In relation to the insufficient supply of swabs available to the medical staff on the 8 March voyage of the Ruby Princess, no criticism is made of Dr von Waztdorf. 
 
Dr von Watzdorf gave a truthful answer to the question on the pre-arrival risk assessment form as to whether health assessments in relation to respiratory illness were provided free of charge. 
 
No criticism is made of Mr Little for not informing NSW Health of the “significant spike” in ARI/ILI numbers that he perceived on the Ruby Princess as at 17 March because that information was provided to NSW Health in the ARD Log on 18 March. 
 
Dr von Watzdorf ought to have notified NSW Health of the additional passengers and crew diagnosed with an ARI or an ILI on 18 and 19 March 2020. However, this was an oversight by her, which did not amount to a failure to comply with policies and procedures in place at the time. 
 
Carnival should have ensured that Dr von Watzdorf was made aware of the change to the CDNA “suspect case” definition on 10 March 2020. They should also have ensured that passengers and crew aboard the Ruby Princess were informed that there were suspect cases of COVID-19 on board. Those persons meeting the definition of a suspect case should have been required to isolate in their cabins. 
 
Chapter 13 
 
Passengers were incorrectly advised by the ABF during the cruise that their 14-day period of self-isolation would commence from the date of departure from the last overseas port visited by the Ruby Princess, being Napier on 15 March. This inaccuracy was later clarified during disembarkation at the OPT on 19 March, when passengers were provided with a fact sheet published by the Commonwealth Department of Health which relevantly instructed them to self-isolate for 14 days from their arrival in Sydney. 
 
The directive to allow passengers to onward travel interstate and internationally after disembarkation on 19 March did not appropriately contemplate or comply with the terms of the Public Health Order that came into effect on 17 March, which required all cruise ship passengers entering the State from any other country to isolate themselves in suitable accommodation for 14 days. Under the terms of the Public Health Order, the State Government should have arranged suitable accommodation for all passengers who were not residents of the State. 
 
The fact sheet linked to an email sent to passengers at 10:46am on 20 March incorrectly advised that they were permitted to continue with onward travel, despite being identified as “close contacts” of a confirmed COVID-19 case. Although this advice was corrected by NSW Health by the evening of 21 March, it was at that stage too late to prevent a considerable number of interstate and international passengers from onward travelling, including some passengers who were symptomatic during transit.
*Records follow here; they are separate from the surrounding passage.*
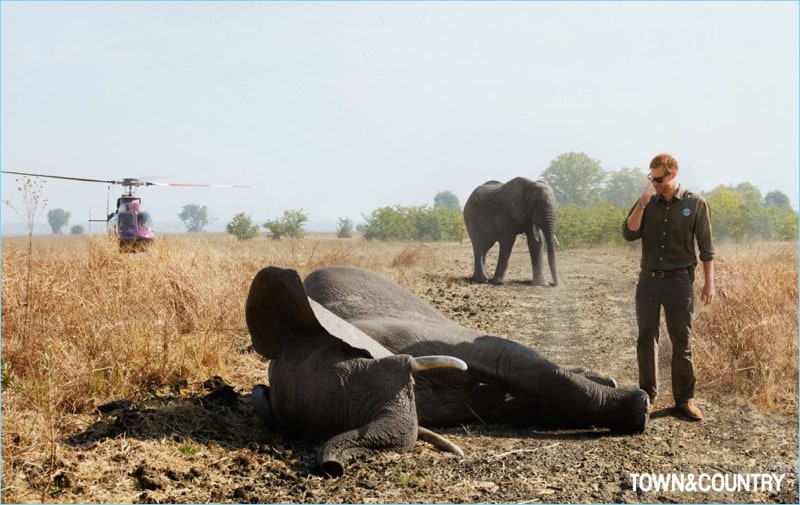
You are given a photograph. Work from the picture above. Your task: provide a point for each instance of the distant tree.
(777, 199)
(415, 223)
(447, 200)
(194, 217)
(751, 195)
(575, 179)
(624, 186)
(57, 218)
(345, 229)
(242, 227)
(730, 216)
(290, 225)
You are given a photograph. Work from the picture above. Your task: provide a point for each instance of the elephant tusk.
(439, 441)
(431, 362)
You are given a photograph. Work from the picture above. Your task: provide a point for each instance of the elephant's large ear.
(279, 313)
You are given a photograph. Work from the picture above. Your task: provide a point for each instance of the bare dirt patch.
(201, 442)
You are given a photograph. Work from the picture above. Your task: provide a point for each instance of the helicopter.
(130, 223)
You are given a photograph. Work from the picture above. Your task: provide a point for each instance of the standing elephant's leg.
(536, 250)
(502, 261)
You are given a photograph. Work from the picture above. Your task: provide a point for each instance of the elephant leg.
(502, 261)
(479, 250)
(595, 377)
(545, 393)
(262, 406)
(536, 250)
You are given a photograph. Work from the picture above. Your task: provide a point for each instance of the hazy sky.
(342, 108)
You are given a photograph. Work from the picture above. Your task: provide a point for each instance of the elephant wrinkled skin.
(343, 347)
(497, 212)
(352, 393)
(505, 381)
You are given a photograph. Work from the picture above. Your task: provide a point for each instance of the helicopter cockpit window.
(145, 221)
(126, 221)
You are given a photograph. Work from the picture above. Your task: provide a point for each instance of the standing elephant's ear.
(279, 313)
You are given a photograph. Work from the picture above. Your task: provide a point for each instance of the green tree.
(194, 217)
(575, 179)
(777, 199)
(290, 225)
(751, 195)
(57, 219)
(730, 217)
(345, 228)
(624, 186)
(242, 227)
(447, 200)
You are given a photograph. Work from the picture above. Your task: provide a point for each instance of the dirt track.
(128, 454)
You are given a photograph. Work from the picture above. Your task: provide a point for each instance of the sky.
(340, 108)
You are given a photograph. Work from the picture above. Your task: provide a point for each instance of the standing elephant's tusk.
(431, 362)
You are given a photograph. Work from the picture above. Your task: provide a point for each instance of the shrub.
(415, 223)
(242, 227)
(576, 226)
(290, 225)
(345, 229)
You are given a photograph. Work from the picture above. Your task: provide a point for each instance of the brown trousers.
(676, 294)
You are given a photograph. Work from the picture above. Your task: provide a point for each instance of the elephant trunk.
(549, 232)
(550, 241)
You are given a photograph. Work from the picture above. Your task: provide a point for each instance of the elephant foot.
(632, 412)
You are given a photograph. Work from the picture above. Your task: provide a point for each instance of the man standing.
(669, 218)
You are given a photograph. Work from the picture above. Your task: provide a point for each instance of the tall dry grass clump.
(103, 325)
(106, 325)
(748, 336)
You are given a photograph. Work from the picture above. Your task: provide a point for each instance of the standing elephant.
(497, 212)
(328, 380)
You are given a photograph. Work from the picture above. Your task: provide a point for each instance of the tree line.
(592, 204)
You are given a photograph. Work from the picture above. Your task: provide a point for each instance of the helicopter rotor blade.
(82, 179)
(192, 185)
(131, 182)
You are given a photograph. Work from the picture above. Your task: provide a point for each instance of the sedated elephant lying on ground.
(504, 381)
(351, 391)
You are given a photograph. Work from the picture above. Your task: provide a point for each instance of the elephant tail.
(439, 441)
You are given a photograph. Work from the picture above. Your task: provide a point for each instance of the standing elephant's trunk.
(538, 239)
(550, 242)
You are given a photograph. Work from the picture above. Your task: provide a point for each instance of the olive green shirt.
(669, 230)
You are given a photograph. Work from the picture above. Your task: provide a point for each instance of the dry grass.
(102, 325)
(750, 333)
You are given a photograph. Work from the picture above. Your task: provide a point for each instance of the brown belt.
(660, 274)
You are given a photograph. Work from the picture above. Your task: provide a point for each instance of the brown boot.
(690, 410)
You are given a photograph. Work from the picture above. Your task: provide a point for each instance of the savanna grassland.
(127, 377)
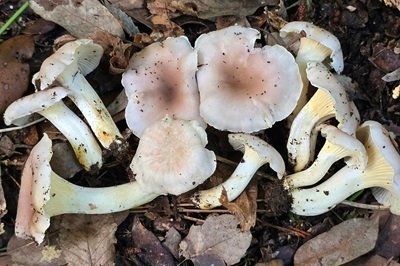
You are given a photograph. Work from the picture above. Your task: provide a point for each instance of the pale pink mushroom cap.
(242, 88)
(161, 80)
(171, 157)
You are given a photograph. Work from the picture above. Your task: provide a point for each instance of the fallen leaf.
(152, 252)
(219, 236)
(388, 244)
(342, 243)
(88, 239)
(215, 8)
(244, 207)
(3, 205)
(163, 26)
(374, 260)
(117, 52)
(26, 252)
(14, 72)
(79, 17)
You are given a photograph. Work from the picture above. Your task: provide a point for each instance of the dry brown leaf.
(219, 237)
(14, 73)
(244, 207)
(388, 244)
(79, 17)
(343, 243)
(162, 25)
(117, 52)
(88, 239)
(152, 252)
(26, 252)
(215, 8)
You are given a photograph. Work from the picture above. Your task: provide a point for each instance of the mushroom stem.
(70, 198)
(338, 145)
(382, 170)
(256, 153)
(92, 108)
(77, 133)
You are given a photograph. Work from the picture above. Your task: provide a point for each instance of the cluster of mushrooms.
(174, 91)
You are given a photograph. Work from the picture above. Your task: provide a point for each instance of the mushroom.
(330, 100)
(243, 88)
(338, 145)
(49, 104)
(172, 158)
(382, 170)
(256, 153)
(182, 164)
(320, 35)
(68, 67)
(161, 80)
(309, 51)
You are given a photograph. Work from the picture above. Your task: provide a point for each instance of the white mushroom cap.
(256, 153)
(242, 88)
(31, 220)
(49, 104)
(321, 35)
(82, 55)
(309, 51)
(338, 145)
(382, 170)
(161, 80)
(171, 157)
(330, 100)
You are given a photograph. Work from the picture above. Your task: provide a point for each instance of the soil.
(368, 35)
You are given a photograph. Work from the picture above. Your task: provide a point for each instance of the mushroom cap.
(388, 193)
(161, 80)
(242, 88)
(171, 157)
(321, 35)
(31, 220)
(264, 152)
(17, 112)
(82, 55)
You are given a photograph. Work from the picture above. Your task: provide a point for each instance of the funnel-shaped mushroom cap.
(242, 88)
(387, 194)
(83, 55)
(171, 157)
(330, 100)
(161, 80)
(321, 35)
(31, 218)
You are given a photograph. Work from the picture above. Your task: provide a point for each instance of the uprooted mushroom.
(329, 101)
(49, 104)
(243, 88)
(382, 173)
(160, 81)
(174, 149)
(256, 153)
(68, 67)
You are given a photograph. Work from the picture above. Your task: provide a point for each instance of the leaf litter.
(201, 245)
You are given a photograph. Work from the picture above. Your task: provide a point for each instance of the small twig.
(364, 206)
(232, 163)
(14, 17)
(21, 127)
(292, 230)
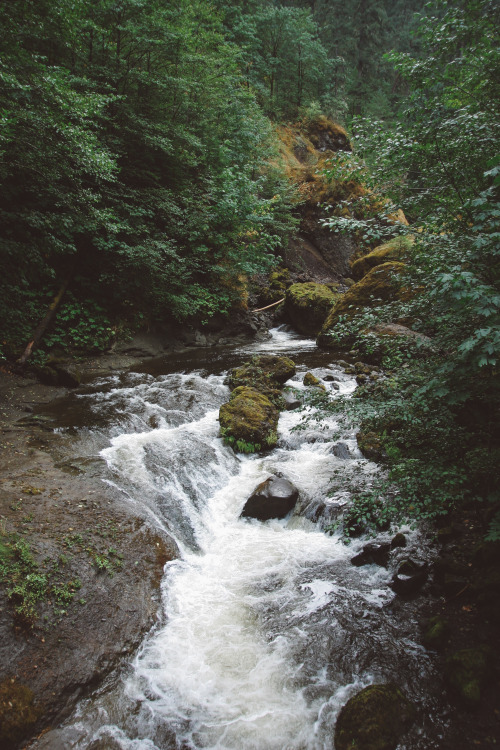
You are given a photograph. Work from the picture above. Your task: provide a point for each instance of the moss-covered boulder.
(467, 672)
(380, 285)
(370, 445)
(249, 421)
(266, 373)
(436, 633)
(312, 380)
(307, 306)
(374, 719)
(278, 282)
(395, 249)
(18, 713)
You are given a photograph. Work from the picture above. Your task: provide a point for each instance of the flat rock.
(273, 498)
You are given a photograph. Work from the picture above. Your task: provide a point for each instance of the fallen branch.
(45, 322)
(268, 306)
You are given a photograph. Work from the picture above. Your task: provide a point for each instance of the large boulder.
(266, 373)
(467, 672)
(273, 498)
(374, 719)
(380, 285)
(249, 421)
(395, 249)
(307, 306)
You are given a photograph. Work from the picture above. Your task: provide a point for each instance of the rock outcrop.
(395, 249)
(374, 719)
(249, 421)
(273, 498)
(380, 285)
(307, 306)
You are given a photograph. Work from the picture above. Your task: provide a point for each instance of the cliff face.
(304, 152)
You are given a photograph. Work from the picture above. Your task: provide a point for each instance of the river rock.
(273, 498)
(249, 421)
(312, 380)
(341, 450)
(380, 285)
(436, 633)
(292, 401)
(395, 249)
(373, 554)
(307, 306)
(374, 719)
(467, 672)
(409, 578)
(266, 373)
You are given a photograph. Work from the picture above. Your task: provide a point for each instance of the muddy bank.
(93, 568)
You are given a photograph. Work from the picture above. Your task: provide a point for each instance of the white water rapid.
(267, 629)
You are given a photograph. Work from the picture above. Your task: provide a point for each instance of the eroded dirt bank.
(83, 570)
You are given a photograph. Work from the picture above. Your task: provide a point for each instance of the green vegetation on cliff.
(438, 412)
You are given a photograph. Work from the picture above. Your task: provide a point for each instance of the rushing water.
(267, 629)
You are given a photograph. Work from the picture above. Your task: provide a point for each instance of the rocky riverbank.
(80, 570)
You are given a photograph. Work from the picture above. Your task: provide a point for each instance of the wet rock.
(373, 554)
(436, 633)
(307, 306)
(341, 450)
(312, 380)
(380, 285)
(409, 578)
(266, 373)
(395, 249)
(467, 672)
(374, 719)
(292, 401)
(249, 421)
(68, 375)
(273, 498)
(18, 712)
(399, 540)
(370, 445)
(46, 375)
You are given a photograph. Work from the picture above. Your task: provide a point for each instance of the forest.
(140, 171)
(179, 169)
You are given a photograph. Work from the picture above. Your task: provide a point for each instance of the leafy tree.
(440, 164)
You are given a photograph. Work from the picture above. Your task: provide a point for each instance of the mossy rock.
(279, 281)
(374, 719)
(18, 713)
(266, 373)
(370, 445)
(250, 419)
(393, 250)
(467, 672)
(307, 306)
(436, 633)
(380, 285)
(312, 380)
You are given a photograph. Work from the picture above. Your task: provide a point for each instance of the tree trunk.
(46, 320)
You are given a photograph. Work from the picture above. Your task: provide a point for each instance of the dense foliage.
(438, 414)
(133, 160)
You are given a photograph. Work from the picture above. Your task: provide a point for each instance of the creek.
(267, 628)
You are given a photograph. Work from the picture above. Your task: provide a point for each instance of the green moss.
(18, 712)
(250, 417)
(374, 719)
(266, 374)
(436, 633)
(393, 250)
(380, 285)
(467, 672)
(312, 380)
(307, 306)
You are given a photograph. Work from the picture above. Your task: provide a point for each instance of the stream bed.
(267, 628)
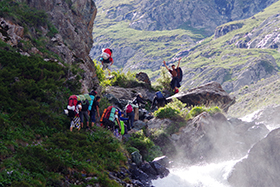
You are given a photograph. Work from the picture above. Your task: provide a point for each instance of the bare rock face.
(208, 94)
(212, 138)
(74, 22)
(261, 167)
(223, 30)
(129, 93)
(10, 33)
(141, 76)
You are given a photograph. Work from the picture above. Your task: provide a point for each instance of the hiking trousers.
(130, 120)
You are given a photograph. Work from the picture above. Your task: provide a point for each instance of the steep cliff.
(71, 38)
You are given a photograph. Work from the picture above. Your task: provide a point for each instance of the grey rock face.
(211, 94)
(74, 22)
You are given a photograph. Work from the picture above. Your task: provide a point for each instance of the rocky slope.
(73, 21)
(182, 23)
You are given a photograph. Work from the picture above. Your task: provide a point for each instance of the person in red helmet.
(106, 59)
(176, 74)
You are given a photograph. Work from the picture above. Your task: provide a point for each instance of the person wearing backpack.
(176, 74)
(84, 113)
(130, 113)
(76, 121)
(138, 100)
(159, 100)
(106, 59)
(94, 110)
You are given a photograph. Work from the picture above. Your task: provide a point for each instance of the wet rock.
(210, 94)
(261, 167)
(149, 170)
(211, 138)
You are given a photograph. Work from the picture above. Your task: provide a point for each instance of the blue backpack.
(159, 95)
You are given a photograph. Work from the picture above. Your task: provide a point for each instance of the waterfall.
(206, 175)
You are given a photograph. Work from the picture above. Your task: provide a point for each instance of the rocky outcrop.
(211, 94)
(141, 76)
(211, 138)
(261, 167)
(74, 22)
(223, 30)
(10, 33)
(144, 172)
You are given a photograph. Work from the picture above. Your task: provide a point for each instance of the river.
(205, 175)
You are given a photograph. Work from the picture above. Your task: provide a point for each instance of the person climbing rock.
(106, 59)
(94, 110)
(159, 100)
(130, 113)
(137, 101)
(76, 121)
(176, 74)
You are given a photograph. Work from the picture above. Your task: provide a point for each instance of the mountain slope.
(143, 33)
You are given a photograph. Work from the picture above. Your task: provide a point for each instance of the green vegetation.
(140, 142)
(125, 80)
(37, 148)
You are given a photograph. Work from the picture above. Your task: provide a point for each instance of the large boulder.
(141, 76)
(208, 94)
(261, 167)
(129, 93)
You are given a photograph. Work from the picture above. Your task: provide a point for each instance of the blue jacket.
(90, 104)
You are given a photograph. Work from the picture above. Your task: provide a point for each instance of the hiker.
(159, 100)
(124, 125)
(138, 100)
(176, 74)
(109, 116)
(130, 113)
(106, 59)
(94, 109)
(75, 122)
(84, 113)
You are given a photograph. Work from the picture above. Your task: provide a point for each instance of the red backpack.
(129, 108)
(72, 101)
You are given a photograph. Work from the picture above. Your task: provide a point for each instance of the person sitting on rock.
(76, 121)
(175, 82)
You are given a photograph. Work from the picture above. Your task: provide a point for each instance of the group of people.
(85, 111)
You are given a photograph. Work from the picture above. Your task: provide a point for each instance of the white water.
(208, 175)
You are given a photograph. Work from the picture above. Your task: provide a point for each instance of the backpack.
(159, 95)
(93, 93)
(106, 53)
(128, 108)
(72, 103)
(179, 74)
(85, 100)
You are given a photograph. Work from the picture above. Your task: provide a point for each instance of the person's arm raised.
(165, 65)
(179, 63)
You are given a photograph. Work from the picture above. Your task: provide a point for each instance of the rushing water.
(207, 175)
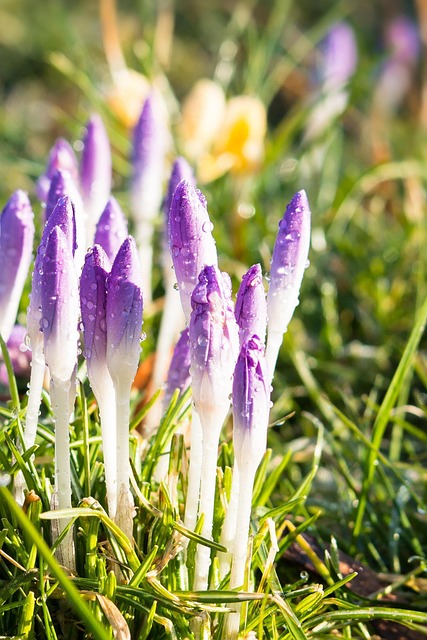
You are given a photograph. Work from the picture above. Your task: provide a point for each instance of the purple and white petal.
(190, 240)
(112, 228)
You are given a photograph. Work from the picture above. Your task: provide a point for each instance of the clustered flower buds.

The Special Commission  Recommendations are

That the NSW HBO Guideline should be reconsidered in light of the criticism made at [11.13], namely that it regards a grant of pratique as the default position, and indicates that pratique should only ever be withheld where there is a compelling reason to deny it, for example, where a HBO has a “genuine belief” that other passengers “were exposed” to a LHD. The current HBO Guideline does not appear to satisfactorily reflect an appropriately precautionary public health approach. 
 
That Human Biosecurity Officers, DAWE, the Commonwealth Department of Health and NSW Health develop: a) better awareness of their own and each other’s roles and responsibilities for human biosecurity; and b) more formal protocols for their interaction and communication. This includes, but is not limited to, the grant of pratique. 
 
 That human health reporting within MARS be reviewed with a view to: a) improving its ability to be readily adapted to novel circumstances and suggested improvements (see, eg, [11.52]); b) improving its clarity of expression and the coherence and intelligence of the format of its design and presentation (see, eg, [11.54] to [11.60]); and c) improving access to other agencies (such as the Port Authority) with a legitimate interest in receiving the data for their own operations. 
 
That any future review of the Biosecurity Act consider the utility and possible expansion of human biosecurity control orders so as to be applicable to persons or groups. 
 
That the Biosecurity Act make explicit a requirement to update superseded human health information.